Try setting PPROF_BINARY_PATH to the search path for local binaries.
File: libc++.1.dylib
Type: cpu
Showing nodes accounting for 8.12s, 100% of 8.12s total
flat flat% sum% cum cum%
7.99s 98.40% 98.40% 7.99s 98.40% k_prime
0.03s 0.37% 98.77% 7.14s 87.93% primes
0.03s 0.37% 99.14% 0.03s 0.37% std::__1::__compressed_pair_elem::__get
0.02s 0.25% 99.38% 0.02s 0.25% [libsystem_kernel.dylib]
0.02s 0.25% 99.63% 0.05s 0.62% std::__1::__list_imp::__sz
0.02s 0.25% 99.88% 0.05s 0.62% std::__1::list::size
0.01s 0.12% 100% 0.01s 0.12% std::__1::locale::use_facet
0 0% 100% 7.15s 88.05% <unknown>
0 0% 100% 0.03s 0.37% ProfileHandler::SignalHandler
0 0% 100% 7.15s 88.05% [libdyld.dylib]
0 0% 100% 5.47s 67.36% [libsystem_platform.dylib]
0 0% 100% 0.22s 2.71% [main]
0 0% 100% 7.15s 88.05% main
0 0% 100% 0.03s 0.37% std::__1::__compressed_pair::first
0 0% 100% 0.01s 0.12% std::__1::basic_ostream::operator<<
We can ignore the warning for setting PPROF_BINARY_PATH (note this was already done for the local executable). This warning is just reiterating that we do not have symbol information for some binaries (e.g libdyld.dylib). This occurs in Big Sur because Apple changed the filesystem such that *.dylib files can no longer be searched as files within the system. Regardless, symbolizing those libraries won't really matter as we will likely not be optimizing them anyways.
@Timmmm @aalexand Have you guys figured out if the problem is, in fact, with gperftools, and not pprof? If so, are there other profiling tools that work with pprof that do not result in weird symbolization errors. If not, then I might try attempting to see if this persists using other profiling tools.
Ok, by compiling with PIE and ASLR enabled (as suggested in https://github.com/google/pprof/issues/311#issuecomment-363398950), I no longer get the warning that symbolization failed on the local binary ./main. This work on both latest HEAD or commit b9804c9 of pprof.

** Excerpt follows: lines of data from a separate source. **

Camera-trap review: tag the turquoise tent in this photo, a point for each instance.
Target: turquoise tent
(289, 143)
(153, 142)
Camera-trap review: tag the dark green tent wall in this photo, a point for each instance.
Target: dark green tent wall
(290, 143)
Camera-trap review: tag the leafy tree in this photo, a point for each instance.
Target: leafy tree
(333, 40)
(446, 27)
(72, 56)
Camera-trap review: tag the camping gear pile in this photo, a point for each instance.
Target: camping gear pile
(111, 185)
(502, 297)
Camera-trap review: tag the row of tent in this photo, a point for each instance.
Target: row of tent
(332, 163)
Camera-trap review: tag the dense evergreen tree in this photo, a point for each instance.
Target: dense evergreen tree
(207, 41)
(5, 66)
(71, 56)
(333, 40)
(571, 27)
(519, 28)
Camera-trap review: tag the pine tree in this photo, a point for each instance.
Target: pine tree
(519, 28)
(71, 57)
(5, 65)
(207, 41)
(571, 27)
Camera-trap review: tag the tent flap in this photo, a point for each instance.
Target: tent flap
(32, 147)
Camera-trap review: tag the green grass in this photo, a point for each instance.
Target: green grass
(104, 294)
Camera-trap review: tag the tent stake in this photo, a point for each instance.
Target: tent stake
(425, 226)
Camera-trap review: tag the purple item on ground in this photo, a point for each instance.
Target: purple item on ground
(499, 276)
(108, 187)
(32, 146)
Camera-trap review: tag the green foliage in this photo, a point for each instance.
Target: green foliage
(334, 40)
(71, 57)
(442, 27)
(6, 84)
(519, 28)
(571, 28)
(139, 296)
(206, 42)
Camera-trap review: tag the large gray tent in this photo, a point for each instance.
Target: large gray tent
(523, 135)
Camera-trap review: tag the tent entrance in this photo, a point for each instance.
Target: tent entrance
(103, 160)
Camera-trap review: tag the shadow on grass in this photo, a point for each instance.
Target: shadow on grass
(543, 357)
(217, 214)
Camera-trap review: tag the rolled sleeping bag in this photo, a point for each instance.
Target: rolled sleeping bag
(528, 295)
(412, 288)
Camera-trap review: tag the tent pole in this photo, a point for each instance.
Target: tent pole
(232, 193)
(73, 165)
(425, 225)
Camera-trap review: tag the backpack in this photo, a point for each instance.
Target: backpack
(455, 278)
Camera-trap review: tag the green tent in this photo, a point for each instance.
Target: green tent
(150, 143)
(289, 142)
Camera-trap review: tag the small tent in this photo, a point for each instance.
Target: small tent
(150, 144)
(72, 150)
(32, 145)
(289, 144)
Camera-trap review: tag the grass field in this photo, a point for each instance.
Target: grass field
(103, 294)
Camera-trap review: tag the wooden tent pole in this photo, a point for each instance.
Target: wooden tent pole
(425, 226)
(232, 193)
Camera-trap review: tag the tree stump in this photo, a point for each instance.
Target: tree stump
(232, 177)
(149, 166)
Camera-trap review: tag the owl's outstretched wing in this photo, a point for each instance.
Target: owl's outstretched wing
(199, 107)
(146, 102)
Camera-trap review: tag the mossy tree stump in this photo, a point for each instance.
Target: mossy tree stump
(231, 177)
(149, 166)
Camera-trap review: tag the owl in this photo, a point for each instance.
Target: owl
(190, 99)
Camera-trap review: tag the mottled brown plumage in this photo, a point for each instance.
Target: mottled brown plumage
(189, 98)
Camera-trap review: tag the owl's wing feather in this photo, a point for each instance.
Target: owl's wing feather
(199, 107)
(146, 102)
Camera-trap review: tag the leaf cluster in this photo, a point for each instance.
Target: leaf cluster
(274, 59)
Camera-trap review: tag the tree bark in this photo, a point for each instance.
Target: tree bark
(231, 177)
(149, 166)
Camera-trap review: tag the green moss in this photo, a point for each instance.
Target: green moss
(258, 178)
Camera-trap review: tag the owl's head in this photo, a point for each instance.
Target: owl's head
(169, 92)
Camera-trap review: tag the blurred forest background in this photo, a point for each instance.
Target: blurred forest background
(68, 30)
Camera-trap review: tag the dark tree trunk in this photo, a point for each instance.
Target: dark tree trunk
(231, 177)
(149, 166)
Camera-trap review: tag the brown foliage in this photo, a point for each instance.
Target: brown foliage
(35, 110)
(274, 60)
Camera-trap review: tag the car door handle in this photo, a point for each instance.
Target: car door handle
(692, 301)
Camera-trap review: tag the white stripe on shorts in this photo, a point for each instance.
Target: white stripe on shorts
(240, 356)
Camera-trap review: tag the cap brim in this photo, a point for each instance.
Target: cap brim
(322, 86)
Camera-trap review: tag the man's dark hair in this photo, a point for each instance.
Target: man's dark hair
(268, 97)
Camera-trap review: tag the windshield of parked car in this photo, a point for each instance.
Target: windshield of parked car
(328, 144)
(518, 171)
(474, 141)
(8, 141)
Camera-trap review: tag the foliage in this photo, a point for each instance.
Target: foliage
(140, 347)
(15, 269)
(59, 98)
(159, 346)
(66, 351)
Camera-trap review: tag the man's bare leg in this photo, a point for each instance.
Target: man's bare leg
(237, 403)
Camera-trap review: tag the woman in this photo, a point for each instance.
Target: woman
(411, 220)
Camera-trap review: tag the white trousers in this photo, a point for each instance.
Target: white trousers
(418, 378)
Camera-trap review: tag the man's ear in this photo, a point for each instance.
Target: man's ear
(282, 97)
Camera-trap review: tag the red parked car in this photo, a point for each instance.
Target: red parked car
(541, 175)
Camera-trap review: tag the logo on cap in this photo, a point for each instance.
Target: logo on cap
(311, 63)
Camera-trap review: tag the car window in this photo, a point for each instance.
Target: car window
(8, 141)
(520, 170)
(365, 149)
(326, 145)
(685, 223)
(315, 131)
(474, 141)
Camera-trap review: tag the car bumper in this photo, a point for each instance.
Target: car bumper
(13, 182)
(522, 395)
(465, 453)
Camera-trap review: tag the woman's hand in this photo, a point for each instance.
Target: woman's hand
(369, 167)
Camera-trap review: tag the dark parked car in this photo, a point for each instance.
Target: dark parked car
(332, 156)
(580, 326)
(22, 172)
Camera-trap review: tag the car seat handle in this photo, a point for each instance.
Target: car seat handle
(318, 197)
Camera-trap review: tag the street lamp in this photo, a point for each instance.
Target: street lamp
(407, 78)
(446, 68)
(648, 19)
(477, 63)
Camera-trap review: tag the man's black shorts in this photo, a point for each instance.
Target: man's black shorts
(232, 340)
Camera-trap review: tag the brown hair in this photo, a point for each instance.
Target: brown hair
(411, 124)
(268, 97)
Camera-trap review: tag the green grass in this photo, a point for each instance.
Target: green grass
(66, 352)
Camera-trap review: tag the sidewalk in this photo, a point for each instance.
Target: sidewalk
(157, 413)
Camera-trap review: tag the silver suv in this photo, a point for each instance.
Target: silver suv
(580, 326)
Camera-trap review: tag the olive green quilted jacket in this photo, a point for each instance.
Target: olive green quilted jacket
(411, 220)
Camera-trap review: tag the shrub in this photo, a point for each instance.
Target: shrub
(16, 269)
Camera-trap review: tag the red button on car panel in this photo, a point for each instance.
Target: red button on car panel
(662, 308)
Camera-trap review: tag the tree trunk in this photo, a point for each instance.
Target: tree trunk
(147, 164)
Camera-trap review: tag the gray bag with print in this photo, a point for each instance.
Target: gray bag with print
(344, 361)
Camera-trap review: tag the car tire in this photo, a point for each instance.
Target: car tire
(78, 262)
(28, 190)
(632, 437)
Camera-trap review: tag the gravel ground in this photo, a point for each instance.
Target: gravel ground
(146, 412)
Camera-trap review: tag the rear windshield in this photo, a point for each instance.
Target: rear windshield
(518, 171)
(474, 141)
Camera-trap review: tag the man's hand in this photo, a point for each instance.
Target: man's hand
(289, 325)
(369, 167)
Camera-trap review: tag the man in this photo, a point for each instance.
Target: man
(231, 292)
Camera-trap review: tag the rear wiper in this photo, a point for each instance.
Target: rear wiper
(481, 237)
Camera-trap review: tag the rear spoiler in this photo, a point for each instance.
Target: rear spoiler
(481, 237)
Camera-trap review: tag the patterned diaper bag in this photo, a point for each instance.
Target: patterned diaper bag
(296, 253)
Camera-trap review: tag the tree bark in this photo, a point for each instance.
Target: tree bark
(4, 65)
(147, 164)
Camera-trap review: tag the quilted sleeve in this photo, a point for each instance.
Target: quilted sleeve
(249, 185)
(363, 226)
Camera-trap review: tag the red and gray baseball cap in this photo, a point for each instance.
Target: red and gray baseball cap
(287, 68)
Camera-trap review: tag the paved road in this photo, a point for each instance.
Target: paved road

However, I am still seeing <unknown>'s in the pprof output:
Local symbolization failed for libdyld.dylib: stat /usr/lib/system/libdyld.dylib: no such file or directory
Local symbolization failed for libsystem_c.dylib: stat /usr/lib/system/libsystem_c.dylib: no such file or directory
Some binary filenames not available. Symbolization may be incomplete.
Try setting PPROF_BINARY_PATH to the search path for local binaries.
File: libc++.1.dylib
Type: cpu
Showing nodes accounting for 9.13s, 100% of 9.13s total
flat flat% sum% cum cum%
9.01s 98.69% 98.69% 9.01s 98.69% k_prime
0.04s 0.44% 99.12% 7.47s 81.82% primes
0.03s 0.33% 99.45% 0.03s 0.33% std::__1::locale::use_facet
0.02s 0.22% 99.67% 0.04s 0.44% std::__1::list::size
0.01s 0.11% 99.78% 0.01s 0.11% [libsystem_kernel.dylib]
0.01s 0.11% 99.89% 0.01s 0.11% std::__1::__compressed_pair::first
0.01s 0.11% 100% 0.01s 0.11% std::__1::__compressed_pair_elem::__get
0 0% 100% 7.50s 82.15% <unknown>
0 0% 100% 7.50s 82.15% [libdyld.dylib]
0 0% 100% 0.01s 0.11% [libsystem_c.dylib]
0 0% 100% 3.65s 39.98% [libsystem_platform.dylib]
0 0% 100% 7.50s 82.15% main
0 0% 100% 0.02s 0.22% std::__1::__list_imp::__sz
0 0% 100% 0.01s 0.11% std::__1::__stdoutbuf::overflow
0 0% 100% 0.04s 0.44% std::__1::basic_ostream::operator<<
0 0% 100% 0.01s 0.11% std::__1::basic_ostream::put
0 0% 100% 0.01s 0.11% std::__1::endl
Are these <unknown> part of the *.dylib's or something else? How can one check? Since these shared libraries are no longer present as files in MacOS, could it be that llvm-symbolizer/addr2line cannot recognize them and therefore returns <unknown>.